Week of diverse culture planned for NIU students

By Sean Leary

This coming week NIU students will have the opportunity to experience the world’s cultures through Unity In Diversity week. The event is actually part of the larger picture – before the year began NIU President John La Tourette deemed the 1990 academic year as Unity Through Diversity year.

Throughout the week, different nationalities will present aspects of their cultures through shows, presentations and lectures.

“We want people to experience the variety that Unity has to offer,” said Zainal Ahmad, programming coordinator for Unity in Diversity. “The theme for the year is ‘Stand up, Come out, Join in,’ and we think it would be a great benefit for students to do so.”

There will be 18 events planned for the week, presented by members of many cultures and religions.
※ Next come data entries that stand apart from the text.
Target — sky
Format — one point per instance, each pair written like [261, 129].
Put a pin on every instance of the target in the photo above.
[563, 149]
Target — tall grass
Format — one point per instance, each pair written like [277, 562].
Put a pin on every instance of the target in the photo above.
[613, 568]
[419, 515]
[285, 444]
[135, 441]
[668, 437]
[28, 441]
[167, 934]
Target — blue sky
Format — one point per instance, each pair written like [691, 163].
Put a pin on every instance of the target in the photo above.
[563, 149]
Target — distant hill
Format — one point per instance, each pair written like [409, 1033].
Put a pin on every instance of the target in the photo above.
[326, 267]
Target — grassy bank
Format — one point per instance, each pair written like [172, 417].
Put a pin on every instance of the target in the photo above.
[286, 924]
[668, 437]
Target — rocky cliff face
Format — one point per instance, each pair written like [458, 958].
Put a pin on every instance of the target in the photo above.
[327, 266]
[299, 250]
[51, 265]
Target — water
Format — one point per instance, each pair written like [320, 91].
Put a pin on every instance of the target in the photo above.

These events will unite people of all heritages, like the poster contest celebrating the year of diversity, and the mammoth Twister game at the Liberty Bell planned for Tuesday featuring the school mascot, Victor E. Huskie.
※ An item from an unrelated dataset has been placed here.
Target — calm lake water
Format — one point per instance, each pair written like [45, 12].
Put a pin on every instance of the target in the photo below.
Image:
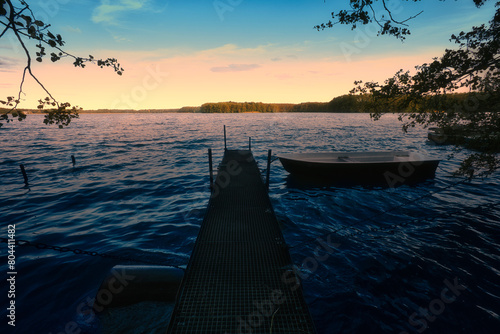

The week kicks off Monday with the Multicultural Fashion Show which features models wearing traditional costumes from various countries. Also included in the day’s events are an exhibition of poster art from the Soviet Union.

Tuesday’s festivities start with a pinata party, followed by storytelling, a tap dance review, a workshop for effective communication with international students, and stories from African cultures.
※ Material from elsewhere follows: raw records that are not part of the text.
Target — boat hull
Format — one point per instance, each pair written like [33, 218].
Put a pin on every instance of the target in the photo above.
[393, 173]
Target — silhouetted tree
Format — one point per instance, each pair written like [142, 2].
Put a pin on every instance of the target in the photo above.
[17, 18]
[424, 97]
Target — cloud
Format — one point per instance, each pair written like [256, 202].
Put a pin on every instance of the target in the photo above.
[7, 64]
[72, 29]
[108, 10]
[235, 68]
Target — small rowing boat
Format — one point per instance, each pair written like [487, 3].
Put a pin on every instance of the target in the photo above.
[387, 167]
A video workshop on sexual harrassment starts Wednesday, which also includes American Indian day and a poetry reading featuring the works of students.

Friday and Saturday have a decidedly religious bent, with Islamic prayer, and Jewish Kol Nidre services on Friday, and Yom Kippur services on Saturday. The week concludes with a unity mass at the Newman Catholic Center, a nighttime celebration focusing on the Unity in Diversity in our everyday lives.

“The reason we have the week is that diversity is all around us, but sometimes people aren’t aware of it,” said Ahmad. “The purpose is so that people can realize and appreciate their cultures, and the unique qualities of their heritage. It is also through people experiencing cultures and ways other than their own that greater understanding can be reached between all people.” Ahmad also addressed the problem of radical ethnocentrism by saying, “People should be proud of their culture, but not get so hung up on it that they build walls between themselves and others. It is one thing to be proud of one’s ethnic background, but we should all be proud to be Americans, because that is what unites us all.”

Ahmad added, “Feel comfortable in the differences we have, and do not be threatened, instead see them as things which make us unique and exciting in our seperate ways.”